Without letting herself think she marched over to the ladder and began to climb up. It wouldn't be too bad, she decided, as long as she didn't look down.

The had nearly reached the unfinished section when a late patrol, or something, returned and spotted them clinging on. Suddenly blasts from his gun were exploding all round them. They scrambled upwards, shouts floating up to them from the ground.

Then Tarron gave a small gasp. Sarah stopped climbing and she heard her voice whisper.

"I've been hit. Sarah! take the gun."

She handed the blaster up to her. It had a strap attached and so she was able to sling it over her shoulder and still have two hands free to climb.

"Now! go on!"

Sarah had climbed up only a little more when she heard a cry. Instinctively she looked down. Far below Tarron lay sprawled on the ground. Sarah felt herself rocking and she clutched onto the ladder, her eyes tightly closed, as waves of nausea washed over her.

She forced herself to open her eyes and mercifully spotted a gangway leading across to the first opening just next to her. Slowly she climbed onto it and staring straight at the opening she worked her way across holding on tightly to the rails. Then with a gasp of relief she found herself within the rocket.

Sarah leaned against a wall, took deep gulping breaths and tried to stop her limbs from shaking. She realised she would have to find somewhere to hide for guards were bound to come to find her. She spotted a grille in the wall and almost laughed aloud: the air ducts. The grille hinged open and she crawled in, letting it shut behind her.

* * *

Some hours later she was crouched in an alcove outside what she judged to be the throne room. At least it was the room at the centre of the habitable parts of the rocket and it was permanently guarded. She had been watching it for some time, wondering how she would get into it.

A guard emerged from the room and addressed the two outside.

"The queen has ordered me to take you two to help in the search for the intruder."

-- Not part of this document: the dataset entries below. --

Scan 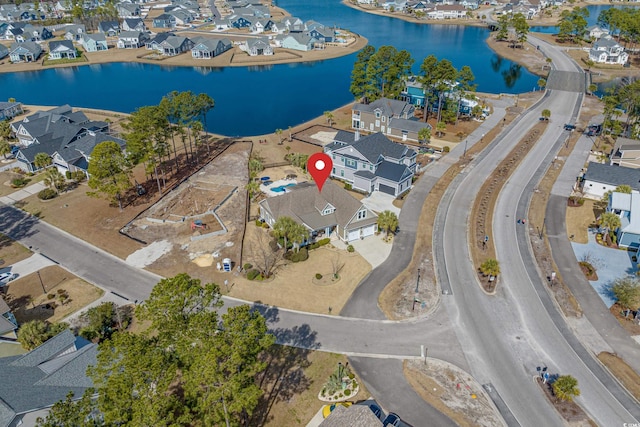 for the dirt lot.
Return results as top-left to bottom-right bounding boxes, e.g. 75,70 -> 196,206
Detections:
0,234 -> 31,268
5,266 -> 103,323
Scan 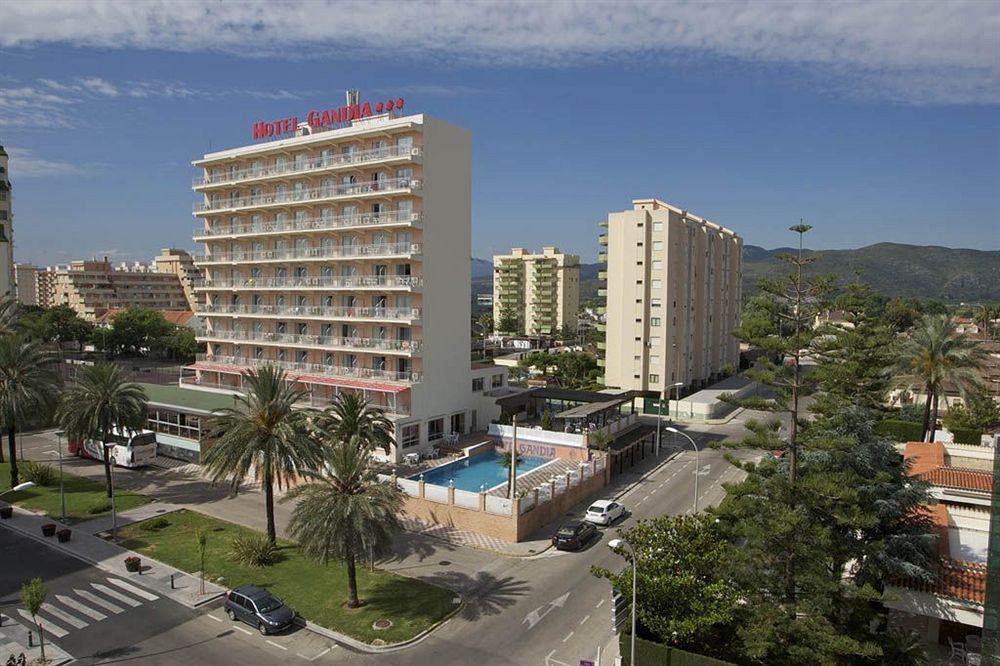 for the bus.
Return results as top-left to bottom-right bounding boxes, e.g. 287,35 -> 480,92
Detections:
69,428 -> 156,467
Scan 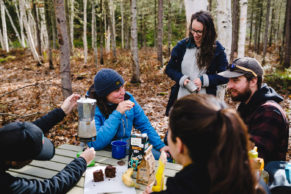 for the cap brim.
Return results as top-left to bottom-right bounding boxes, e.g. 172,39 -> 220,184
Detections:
34,137 -> 55,160
218,70 -> 244,78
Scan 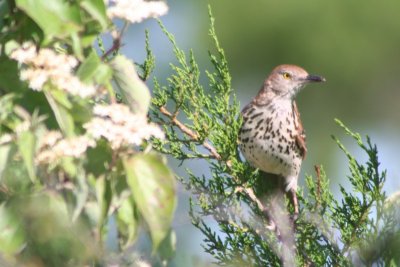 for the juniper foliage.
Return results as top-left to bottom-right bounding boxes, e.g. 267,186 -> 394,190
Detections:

Sarah blinked incredulously as he led them away. Then, with an inward shrug, she approached the doors. She pushed one open and peered inside. The room was high and lined with computer banks which flickered and whirred, but she could see no queen.

"Ah! Miss Smith, I have been looking forward to seeing you so much!" purred a low female voice, full of satisfaction.

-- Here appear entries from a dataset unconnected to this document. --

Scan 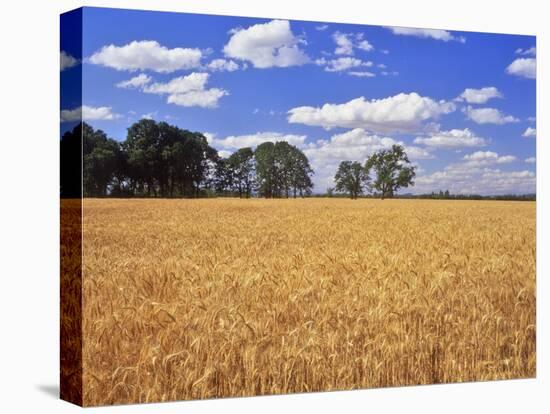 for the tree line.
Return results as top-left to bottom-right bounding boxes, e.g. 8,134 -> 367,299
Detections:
327,145 -> 416,200
61,119 -> 313,198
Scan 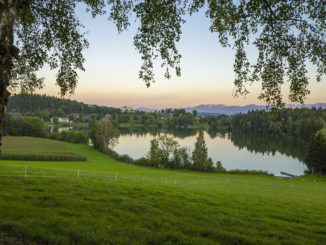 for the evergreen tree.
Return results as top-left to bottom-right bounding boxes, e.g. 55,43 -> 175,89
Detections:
306,132 -> 326,174
192,130 -> 208,171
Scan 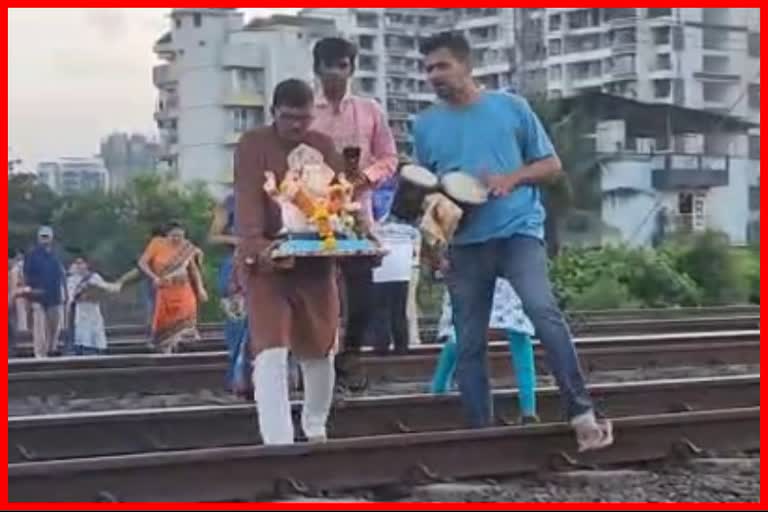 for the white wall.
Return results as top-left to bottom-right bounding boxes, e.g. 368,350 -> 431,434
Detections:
601,156 -> 759,245
706,158 -> 754,245
601,157 -> 661,245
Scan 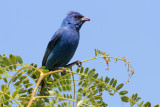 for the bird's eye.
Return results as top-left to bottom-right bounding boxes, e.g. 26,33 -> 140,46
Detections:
74,16 -> 79,19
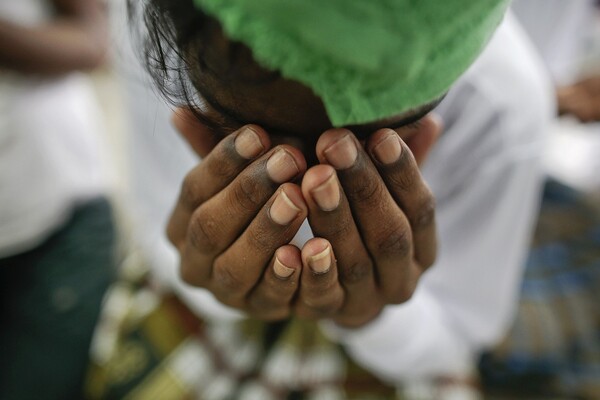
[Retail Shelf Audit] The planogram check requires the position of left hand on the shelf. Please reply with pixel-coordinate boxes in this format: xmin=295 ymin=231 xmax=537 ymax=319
xmin=296 ymin=117 xmax=440 ymax=327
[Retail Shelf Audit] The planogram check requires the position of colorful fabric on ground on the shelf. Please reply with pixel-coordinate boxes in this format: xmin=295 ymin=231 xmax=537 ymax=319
xmin=86 ymin=252 xmax=402 ymax=400
xmin=481 ymin=182 xmax=600 ymax=400
xmin=194 ymin=0 xmax=509 ymax=126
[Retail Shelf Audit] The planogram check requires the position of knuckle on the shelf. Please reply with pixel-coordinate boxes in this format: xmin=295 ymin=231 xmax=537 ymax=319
xmin=188 ymin=210 xmax=220 ymax=253
xmin=387 ymin=285 xmax=415 ymax=304
xmin=180 ymin=173 xmax=203 ymax=208
xmin=301 ymin=296 xmax=343 ymax=319
xmin=411 ymin=193 xmax=436 ymax=231
xmin=376 ymin=227 xmax=412 ymax=258
xmin=166 ymin=219 xmax=183 ymax=248
xmin=230 ymin=174 xmax=265 ymax=212
xmin=212 ymin=260 xmax=245 ymax=294
xmin=205 ymin=153 xmax=237 ymax=181
xmin=347 ymin=179 xmax=386 ymax=205
xmin=247 ymin=223 xmax=276 ymax=251
xmin=249 ymin=296 xmax=290 ymax=321
xmin=338 ymin=261 xmax=373 ymax=284
xmin=390 ymin=168 xmax=420 ymax=190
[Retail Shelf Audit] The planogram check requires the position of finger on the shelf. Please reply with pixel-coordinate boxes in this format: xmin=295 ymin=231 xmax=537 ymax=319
xmin=367 ymin=129 xmax=437 ymax=269
xmin=187 ymin=146 xmax=306 ymax=258
xmin=317 ymin=129 xmax=415 ymax=303
xmin=395 ymin=113 xmax=442 ymax=165
xmin=207 ymin=183 xmax=307 ymax=306
xmin=302 ymin=164 xmax=376 ymax=318
xmin=295 ymin=238 xmax=344 ymax=319
xmin=167 ymin=125 xmax=270 ymax=247
xmin=248 ymin=245 xmax=302 ymax=321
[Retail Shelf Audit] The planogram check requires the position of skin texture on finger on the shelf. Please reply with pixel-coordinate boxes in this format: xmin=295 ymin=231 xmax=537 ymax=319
xmin=366 ymin=129 xmax=437 ymax=270
xmin=207 ymin=183 xmax=307 ymax=307
xmin=295 ymin=238 xmax=344 ymax=319
xmin=167 ymin=126 xmax=270 ymax=248
xmin=302 ymin=164 xmax=382 ymax=327
xmin=394 ymin=113 xmax=442 ymax=166
xmin=317 ymin=129 xmax=418 ymax=303
xmin=247 ymin=245 xmax=302 ymax=321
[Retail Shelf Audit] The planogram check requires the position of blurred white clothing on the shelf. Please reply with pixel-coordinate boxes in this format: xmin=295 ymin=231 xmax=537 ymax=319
xmin=0 ymin=0 xmax=107 ymax=258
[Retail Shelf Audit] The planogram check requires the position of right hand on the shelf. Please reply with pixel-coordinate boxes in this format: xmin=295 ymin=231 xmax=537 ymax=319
xmin=167 ymin=113 xmax=342 ymax=320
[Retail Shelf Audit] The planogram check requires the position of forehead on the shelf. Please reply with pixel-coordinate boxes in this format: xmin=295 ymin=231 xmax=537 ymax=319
xmin=185 ymin=26 xmax=437 ymax=142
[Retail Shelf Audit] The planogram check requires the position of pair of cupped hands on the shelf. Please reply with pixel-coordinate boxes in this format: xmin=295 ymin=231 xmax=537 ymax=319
xmin=167 ymin=109 xmax=441 ymax=327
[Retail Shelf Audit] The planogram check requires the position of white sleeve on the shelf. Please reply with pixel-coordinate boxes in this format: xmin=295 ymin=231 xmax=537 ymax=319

Sarah glanced round but saw no one. "You're a computer!" she said in surprise.

"Yes, I'm a small part of Homeworld central computer. I was linked directly," continued the voice sadly, "but somehow the link was destroyed in the crash. I have built this rocket so I may return to Homeworld. You will make that possible."

"How?"

"It will be necessary for me to refuel on the way, given the present circumstances Earth would seem to be the best place to do so. You are known to Earth authorities and could arrange for that refueling to take place."

"And what make's you think I'll do that?"

"I do," said a voice behind her and whirling round she saw the Doctor, looking as good as new, no burn marks or anything.

Sarah gasped in shock.

The Doctor advanced towards her his hands open, welcoming. Quite unconsciously she backed away.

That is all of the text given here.